Design Outpost - Templates


----------



## Bravo6ix2 (Oct 9, 2007)

I'm currently building one now using Adobe Photoshop CS2 - I will do a few mock-ups until I get to a final design layout I like. This is fairly easy to use and the graphic capabilities are endless. I will send you a private message when it's up for Beta Testing and you can see how it could be bennificial to your design look & feel.


----------



## Rodney (Nov 3, 2004)

mxbuz said:


> Hi,
> 
> I would like to do a layout of a web page to send to a skinner and have a skin made. Any suggestions on the easiest way to do this? I was thinking Corel Draw but I would have to buy it then learn it. I will do so unless anyone has a cheaper, faster way.
> 
> ...


You could just describe the skin.

If you have any graphic design software, you can use that to create a web mock up.


----------



## stugrey (Aug 24, 2007)

I designed my website mockup using Inkscape, its open source so its totally free and it lets you easily slice up your mockup into separate jpegs.


----------



## karlking85 (Sep 26, 2007)

I'm guessing you can do this in Adobe Photoshop as well?


----------



## stugrey (Aug 24, 2007)

I'm fairly sure you can do the same thing in Photoshop but Photoshop definitely isn't open source


----------



## karlking85 (Sep 26, 2007)

You got that right.


----------



## littleoddity (Aug 15, 2007)

Gimp and Paint.NET are two other free graphics program options http://www.gimp.org or Paint.NET - Free Software for Digital Photo Editing

Both should be fully capable of making a web page comp


----------



## stugrey (Aug 24, 2007)

Yeah, the GIMP is awesome for raster graphics but i personally find using vectors for my layouts a bit easier so i usually use Inkscape.

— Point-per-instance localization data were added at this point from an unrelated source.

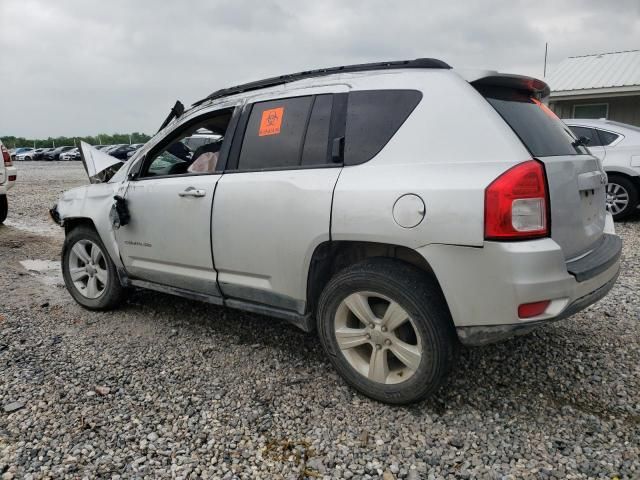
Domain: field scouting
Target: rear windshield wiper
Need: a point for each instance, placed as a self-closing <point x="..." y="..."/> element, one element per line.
<point x="176" y="111"/>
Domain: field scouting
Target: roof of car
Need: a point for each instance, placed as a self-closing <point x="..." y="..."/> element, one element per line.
<point x="292" y="77"/>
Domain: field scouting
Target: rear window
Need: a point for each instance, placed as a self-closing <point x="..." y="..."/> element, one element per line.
<point x="373" y="117"/>
<point x="541" y="131"/>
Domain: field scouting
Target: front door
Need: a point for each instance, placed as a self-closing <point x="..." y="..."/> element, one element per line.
<point x="168" y="238"/>
<point x="273" y="204"/>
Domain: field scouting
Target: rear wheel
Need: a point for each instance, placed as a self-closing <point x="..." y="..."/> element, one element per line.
<point x="622" y="196"/>
<point x="4" y="208"/>
<point x="387" y="330"/>
<point x="89" y="273"/>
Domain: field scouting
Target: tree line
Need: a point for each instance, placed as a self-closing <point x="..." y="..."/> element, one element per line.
<point x="101" y="139"/>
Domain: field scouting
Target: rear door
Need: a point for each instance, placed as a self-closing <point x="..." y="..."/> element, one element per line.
<point x="575" y="177"/>
<point x="273" y="203"/>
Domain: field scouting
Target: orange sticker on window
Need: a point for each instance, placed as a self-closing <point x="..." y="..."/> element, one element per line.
<point x="271" y="121"/>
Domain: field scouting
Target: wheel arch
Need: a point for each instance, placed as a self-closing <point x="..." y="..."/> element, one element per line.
<point x="330" y="257"/>
<point x="74" y="222"/>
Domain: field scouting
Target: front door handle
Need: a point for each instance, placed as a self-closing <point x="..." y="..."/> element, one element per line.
<point x="192" y="192"/>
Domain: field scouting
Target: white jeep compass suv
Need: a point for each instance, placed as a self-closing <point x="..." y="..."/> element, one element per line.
<point x="8" y="177"/>
<point x="396" y="209"/>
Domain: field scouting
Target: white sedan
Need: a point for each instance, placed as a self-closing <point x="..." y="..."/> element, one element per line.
<point x="617" y="145"/>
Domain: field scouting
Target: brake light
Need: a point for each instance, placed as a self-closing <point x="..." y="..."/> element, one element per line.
<point x="516" y="204"/>
<point x="6" y="156"/>
<point x="529" y="310"/>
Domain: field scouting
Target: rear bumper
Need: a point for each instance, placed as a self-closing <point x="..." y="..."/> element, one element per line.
<point x="484" y="286"/>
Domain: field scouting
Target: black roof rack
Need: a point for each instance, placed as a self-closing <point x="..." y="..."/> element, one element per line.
<point x="292" y="77"/>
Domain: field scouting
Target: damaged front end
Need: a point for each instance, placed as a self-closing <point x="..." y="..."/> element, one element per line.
<point x="100" y="166"/>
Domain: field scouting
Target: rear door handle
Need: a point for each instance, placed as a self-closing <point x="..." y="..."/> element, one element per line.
<point x="192" y="192"/>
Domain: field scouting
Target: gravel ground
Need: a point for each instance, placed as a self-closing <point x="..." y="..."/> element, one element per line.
<point x="166" y="387"/>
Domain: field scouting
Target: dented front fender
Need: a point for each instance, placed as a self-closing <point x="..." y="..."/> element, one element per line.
<point x="92" y="202"/>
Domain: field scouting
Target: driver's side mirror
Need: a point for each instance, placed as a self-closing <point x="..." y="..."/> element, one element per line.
<point x="135" y="169"/>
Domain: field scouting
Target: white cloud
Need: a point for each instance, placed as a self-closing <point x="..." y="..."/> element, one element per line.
<point x="83" y="67"/>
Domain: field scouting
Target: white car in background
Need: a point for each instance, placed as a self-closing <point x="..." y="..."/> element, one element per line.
<point x="617" y="145"/>
<point x="8" y="177"/>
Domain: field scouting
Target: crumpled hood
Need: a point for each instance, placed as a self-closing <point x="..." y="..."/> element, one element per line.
<point x="100" y="166"/>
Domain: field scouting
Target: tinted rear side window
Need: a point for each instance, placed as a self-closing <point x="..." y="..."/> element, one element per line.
<point x="274" y="134"/>
<point x="541" y="131"/>
<point x="590" y="133"/>
<point x="317" y="139"/>
<point x="373" y="117"/>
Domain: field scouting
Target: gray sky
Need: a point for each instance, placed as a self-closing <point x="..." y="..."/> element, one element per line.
<point x="81" y="67"/>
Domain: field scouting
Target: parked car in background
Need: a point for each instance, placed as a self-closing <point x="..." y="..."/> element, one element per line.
<point x="73" y="154"/>
<point x="8" y="176"/>
<point x="18" y="151"/>
<point x="349" y="202"/>
<point x="33" y="154"/>
<point x="54" y="154"/>
<point x="617" y="145"/>
<point x="40" y="153"/>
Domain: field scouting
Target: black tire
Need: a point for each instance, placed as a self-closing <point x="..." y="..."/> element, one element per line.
<point x="631" y="190"/>
<point x="421" y="299"/>
<point x="113" y="293"/>
<point x="4" y="208"/>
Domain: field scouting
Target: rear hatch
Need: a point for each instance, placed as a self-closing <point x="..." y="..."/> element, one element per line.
<point x="575" y="178"/>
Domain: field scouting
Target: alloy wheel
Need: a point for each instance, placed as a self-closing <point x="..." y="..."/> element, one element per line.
<point x="617" y="198"/>
<point x="378" y="337"/>
<point x="88" y="269"/>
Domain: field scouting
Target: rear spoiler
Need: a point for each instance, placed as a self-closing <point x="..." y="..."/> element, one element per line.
<point x="533" y="86"/>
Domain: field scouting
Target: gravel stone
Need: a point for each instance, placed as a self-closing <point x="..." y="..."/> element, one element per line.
<point x="13" y="407"/>
<point x="199" y="391"/>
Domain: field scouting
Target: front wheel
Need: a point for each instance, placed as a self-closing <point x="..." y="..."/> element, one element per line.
<point x="387" y="330"/>
<point x="4" y="208"/>
<point x="622" y="197"/>
<point x="89" y="273"/>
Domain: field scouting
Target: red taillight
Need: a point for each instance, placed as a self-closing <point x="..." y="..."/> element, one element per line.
<point x="5" y="156"/>
<point x="515" y="204"/>
<point x="529" y="310"/>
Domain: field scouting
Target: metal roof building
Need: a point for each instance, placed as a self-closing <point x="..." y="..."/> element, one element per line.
<point x="605" y="85"/>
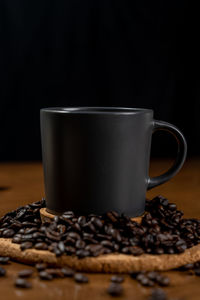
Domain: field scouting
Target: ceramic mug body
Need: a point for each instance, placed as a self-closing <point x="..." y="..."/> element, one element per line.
<point x="96" y="159"/>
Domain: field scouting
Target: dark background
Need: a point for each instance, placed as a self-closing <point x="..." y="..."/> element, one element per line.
<point x="97" y="53"/>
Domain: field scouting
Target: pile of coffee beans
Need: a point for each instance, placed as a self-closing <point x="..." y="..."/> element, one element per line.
<point x="191" y="268"/>
<point x="162" y="230"/>
<point x="151" y="278"/>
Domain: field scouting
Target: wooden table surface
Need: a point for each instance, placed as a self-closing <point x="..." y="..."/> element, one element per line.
<point x="22" y="183"/>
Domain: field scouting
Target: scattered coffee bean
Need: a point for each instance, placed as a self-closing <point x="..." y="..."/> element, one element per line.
<point x="2" y="272"/>
<point x="41" y="266"/>
<point x="197" y="272"/>
<point x="163" y="280"/>
<point x="45" y="275"/>
<point x="115" y="289"/>
<point x="41" y="246"/>
<point x="8" y="233"/>
<point x="22" y="283"/>
<point x="158" y="294"/>
<point x="81" y="278"/>
<point x="117" y="279"/>
<point x="4" y="260"/>
<point x="25" y="273"/>
<point x="55" y="272"/>
<point x="26" y="245"/>
<point x="67" y="272"/>
<point x="162" y="230"/>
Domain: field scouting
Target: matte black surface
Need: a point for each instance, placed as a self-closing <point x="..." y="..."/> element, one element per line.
<point x="96" y="159"/>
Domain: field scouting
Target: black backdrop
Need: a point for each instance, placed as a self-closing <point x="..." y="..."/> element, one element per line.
<point x="104" y="53"/>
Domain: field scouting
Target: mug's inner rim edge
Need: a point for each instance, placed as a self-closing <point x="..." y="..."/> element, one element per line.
<point x="97" y="109"/>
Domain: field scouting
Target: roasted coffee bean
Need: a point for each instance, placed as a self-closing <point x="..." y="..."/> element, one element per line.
<point x="187" y="267"/>
<point x="197" y="272"/>
<point x="81" y="253"/>
<point x="136" y="251"/>
<point x="55" y="272"/>
<point x="41" y="266"/>
<point x="116" y="235"/>
<point x="16" y="240"/>
<point x="26" y="245"/>
<point x="115" y="289"/>
<point x="81" y="278"/>
<point x="80" y="244"/>
<point x="25" y="273"/>
<point x="117" y="278"/>
<point x="70" y="250"/>
<point x="30" y="230"/>
<point x="93" y="248"/>
<point x="97" y="222"/>
<point x="144" y="280"/>
<point x="74" y="235"/>
<point x="82" y="220"/>
<point x="45" y="275"/>
<point x="67" y="272"/>
<point x="41" y="246"/>
<point x="162" y="280"/>
<point x="4" y="260"/>
<point x="162" y="230"/>
<point x="61" y="228"/>
<point x="61" y="247"/>
<point x="107" y="243"/>
<point x="2" y="272"/>
<point x="158" y="294"/>
<point x="23" y="283"/>
<point x="111" y="216"/>
<point x="8" y="233"/>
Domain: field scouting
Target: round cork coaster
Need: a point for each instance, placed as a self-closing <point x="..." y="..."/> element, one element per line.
<point x="107" y="263"/>
<point x="46" y="216"/>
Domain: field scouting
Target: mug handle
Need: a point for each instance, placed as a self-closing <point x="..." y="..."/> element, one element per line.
<point x="180" y="158"/>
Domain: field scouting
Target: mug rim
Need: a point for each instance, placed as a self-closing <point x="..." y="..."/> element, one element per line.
<point x="97" y="110"/>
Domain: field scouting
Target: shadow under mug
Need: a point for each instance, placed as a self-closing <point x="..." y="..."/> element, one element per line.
<point x="96" y="159"/>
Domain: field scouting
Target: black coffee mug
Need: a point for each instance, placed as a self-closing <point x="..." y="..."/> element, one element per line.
<point x="96" y="159"/>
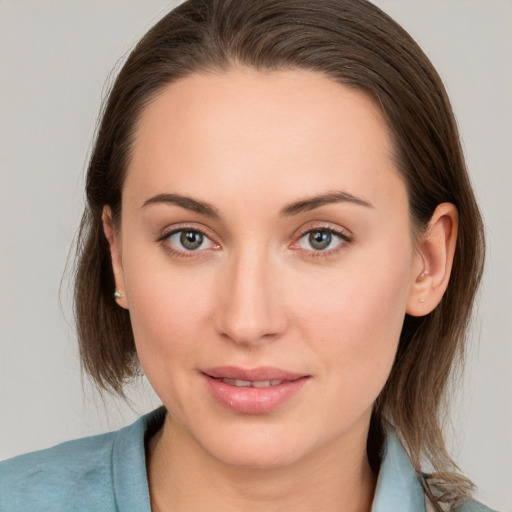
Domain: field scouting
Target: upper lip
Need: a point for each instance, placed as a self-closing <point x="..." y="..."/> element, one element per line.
<point x="262" y="373"/>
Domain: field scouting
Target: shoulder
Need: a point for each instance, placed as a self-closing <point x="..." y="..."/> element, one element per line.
<point x="74" y="475"/>
<point x="472" y="506"/>
<point x="100" y="473"/>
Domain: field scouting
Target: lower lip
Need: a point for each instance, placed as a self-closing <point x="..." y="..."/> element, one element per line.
<point x="250" y="400"/>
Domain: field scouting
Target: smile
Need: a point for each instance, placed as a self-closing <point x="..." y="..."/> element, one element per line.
<point x="249" y="383"/>
<point x="253" y="391"/>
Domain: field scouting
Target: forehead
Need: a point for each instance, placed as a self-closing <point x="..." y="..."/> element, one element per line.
<point x="240" y="131"/>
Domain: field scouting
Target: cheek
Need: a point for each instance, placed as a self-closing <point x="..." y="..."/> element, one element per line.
<point x="168" y="310"/>
<point x="354" y="317"/>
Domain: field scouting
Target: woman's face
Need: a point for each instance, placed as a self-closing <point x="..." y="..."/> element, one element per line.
<point x="266" y="257"/>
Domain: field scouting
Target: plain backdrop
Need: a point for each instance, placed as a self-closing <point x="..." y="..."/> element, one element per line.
<point x="55" y="57"/>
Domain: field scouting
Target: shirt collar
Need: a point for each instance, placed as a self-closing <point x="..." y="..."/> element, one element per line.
<point x="398" y="486"/>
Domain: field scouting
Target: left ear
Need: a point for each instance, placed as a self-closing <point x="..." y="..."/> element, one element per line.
<point x="433" y="261"/>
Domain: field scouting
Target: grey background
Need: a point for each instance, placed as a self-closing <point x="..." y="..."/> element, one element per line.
<point x="54" y="57"/>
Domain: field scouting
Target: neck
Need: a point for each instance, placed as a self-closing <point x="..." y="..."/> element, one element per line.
<point x="182" y="476"/>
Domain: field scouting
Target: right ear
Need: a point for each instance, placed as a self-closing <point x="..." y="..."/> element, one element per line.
<point x="113" y="236"/>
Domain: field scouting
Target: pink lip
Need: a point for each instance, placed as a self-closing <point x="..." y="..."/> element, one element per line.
<point x="253" y="400"/>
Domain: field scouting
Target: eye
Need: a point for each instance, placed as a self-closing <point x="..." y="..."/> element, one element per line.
<point x="188" y="240"/>
<point x="321" y="240"/>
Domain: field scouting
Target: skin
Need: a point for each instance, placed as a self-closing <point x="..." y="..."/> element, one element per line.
<point x="257" y="293"/>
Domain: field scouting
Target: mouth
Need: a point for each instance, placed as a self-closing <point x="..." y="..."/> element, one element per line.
<point x="253" y="391"/>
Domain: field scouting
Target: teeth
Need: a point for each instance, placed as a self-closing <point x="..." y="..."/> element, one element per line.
<point x="248" y="383"/>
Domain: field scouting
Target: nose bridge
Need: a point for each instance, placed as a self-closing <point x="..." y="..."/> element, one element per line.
<point x="248" y="308"/>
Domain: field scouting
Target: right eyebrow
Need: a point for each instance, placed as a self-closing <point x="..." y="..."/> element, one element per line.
<point x="184" y="202"/>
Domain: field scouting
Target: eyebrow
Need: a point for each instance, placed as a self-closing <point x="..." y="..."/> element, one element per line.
<point x="321" y="200"/>
<point x="184" y="202"/>
<point x="304" y="205"/>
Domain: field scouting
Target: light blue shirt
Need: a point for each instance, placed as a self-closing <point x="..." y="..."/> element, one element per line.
<point x="107" y="473"/>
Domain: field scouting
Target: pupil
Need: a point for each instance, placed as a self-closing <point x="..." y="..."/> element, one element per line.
<point x="191" y="239"/>
<point x="320" y="240"/>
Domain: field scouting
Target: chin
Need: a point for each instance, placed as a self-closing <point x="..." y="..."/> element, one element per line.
<point x="260" y="450"/>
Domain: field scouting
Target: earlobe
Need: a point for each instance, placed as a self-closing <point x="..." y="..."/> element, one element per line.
<point x="112" y="237"/>
<point x="433" y="262"/>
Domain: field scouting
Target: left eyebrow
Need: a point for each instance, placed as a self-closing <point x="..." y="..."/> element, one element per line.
<point x="321" y="200"/>
<point x="184" y="202"/>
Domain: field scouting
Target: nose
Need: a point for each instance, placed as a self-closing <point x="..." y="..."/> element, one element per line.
<point x="249" y="306"/>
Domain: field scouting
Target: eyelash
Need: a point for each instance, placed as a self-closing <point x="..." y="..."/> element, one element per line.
<point x="164" y="240"/>
<point x="343" y="236"/>
<point x="344" y="239"/>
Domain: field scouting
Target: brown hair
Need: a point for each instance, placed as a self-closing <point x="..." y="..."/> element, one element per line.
<point x="353" y="43"/>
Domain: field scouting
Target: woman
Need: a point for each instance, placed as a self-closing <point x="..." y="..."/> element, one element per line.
<point x="281" y="233"/>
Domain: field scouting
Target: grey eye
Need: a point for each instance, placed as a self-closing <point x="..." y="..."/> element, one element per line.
<point x="189" y="240"/>
<point x="320" y="240"/>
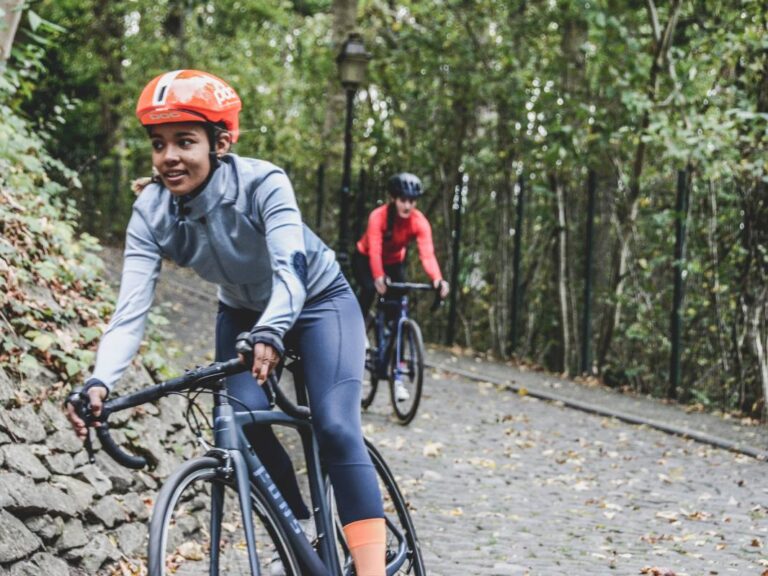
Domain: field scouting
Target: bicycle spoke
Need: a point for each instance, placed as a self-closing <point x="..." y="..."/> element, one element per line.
<point x="189" y="547"/>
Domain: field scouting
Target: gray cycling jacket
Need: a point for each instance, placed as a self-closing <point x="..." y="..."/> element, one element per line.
<point x="243" y="232"/>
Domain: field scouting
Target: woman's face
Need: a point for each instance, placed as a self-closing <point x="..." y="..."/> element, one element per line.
<point x="180" y="155"/>
<point x="405" y="206"/>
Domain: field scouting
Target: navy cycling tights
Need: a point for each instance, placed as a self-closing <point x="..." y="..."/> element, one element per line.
<point x="329" y="337"/>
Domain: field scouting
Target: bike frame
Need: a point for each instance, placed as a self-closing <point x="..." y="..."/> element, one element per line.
<point x="230" y="438"/>
<point x="383" y="338"/>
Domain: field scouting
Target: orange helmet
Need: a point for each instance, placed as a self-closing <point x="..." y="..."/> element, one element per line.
<point x="189" y="96"/>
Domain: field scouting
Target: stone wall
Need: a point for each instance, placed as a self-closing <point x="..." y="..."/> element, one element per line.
<point x="61" y="515"/>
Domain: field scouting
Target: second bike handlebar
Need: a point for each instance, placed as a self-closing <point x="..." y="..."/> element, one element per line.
<point x="418" y="286"/>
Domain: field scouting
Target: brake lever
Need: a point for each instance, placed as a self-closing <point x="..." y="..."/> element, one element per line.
<point x="82" y="405"/>
<point x="88" y="443"/>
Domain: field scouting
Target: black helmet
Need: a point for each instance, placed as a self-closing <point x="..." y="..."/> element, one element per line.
<point x="405" y="185"/>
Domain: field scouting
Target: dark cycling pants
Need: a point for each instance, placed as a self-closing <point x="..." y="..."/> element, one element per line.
<point x="328" y="335"/>
<point x="362" y="270"/>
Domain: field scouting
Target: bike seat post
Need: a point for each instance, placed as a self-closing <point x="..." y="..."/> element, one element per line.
<point x="404" y="305"/>
<point x="224" y="428"/>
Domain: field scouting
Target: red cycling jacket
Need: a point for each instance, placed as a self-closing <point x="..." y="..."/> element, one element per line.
<point x="404" y="230"/>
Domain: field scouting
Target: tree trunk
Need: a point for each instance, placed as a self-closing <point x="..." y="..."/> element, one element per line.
<point x="562" y="273"/>
<point x="627" y="213"/>
<point x="504" y="203"/>
<point x="12" y="10"/>
<point x="759" y="345"/>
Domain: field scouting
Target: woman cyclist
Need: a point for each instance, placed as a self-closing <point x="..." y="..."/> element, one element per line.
<point x="381" y="251"/>
<point x="235" y="221"/>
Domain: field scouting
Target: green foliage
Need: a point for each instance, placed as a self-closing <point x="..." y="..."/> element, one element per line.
<point x="469" y="95"/>
<point x="53" y="299"/>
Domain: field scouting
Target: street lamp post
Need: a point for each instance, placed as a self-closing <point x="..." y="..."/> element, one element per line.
<point x="352" y="62"/>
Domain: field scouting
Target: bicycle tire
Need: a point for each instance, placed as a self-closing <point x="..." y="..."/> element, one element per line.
<point x="371" y="383"/>
<point x="397" y="517"/>
<point x="180" y="544"/>
<point x="412" y="358"/>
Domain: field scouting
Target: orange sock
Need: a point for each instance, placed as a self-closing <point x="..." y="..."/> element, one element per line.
<point x="367" y="542"/>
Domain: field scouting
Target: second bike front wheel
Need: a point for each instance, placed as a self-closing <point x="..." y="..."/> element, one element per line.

Either one will do the job for you.


----------



## mxbuz (Apr 28, 2007)

Thanks Guys for the great suggestions. I will try some of those free programs. At first look they all look like they will do what I need.

Thanks Again!
Buz


----------



## karlking85 (Sep 26, 2007)

They are all pretty similar. It's just a matter of personal taste. And habit, of course. Photoshop is my favorite, but that is just what I am comfortable with. I have used it longer than any other program.


----------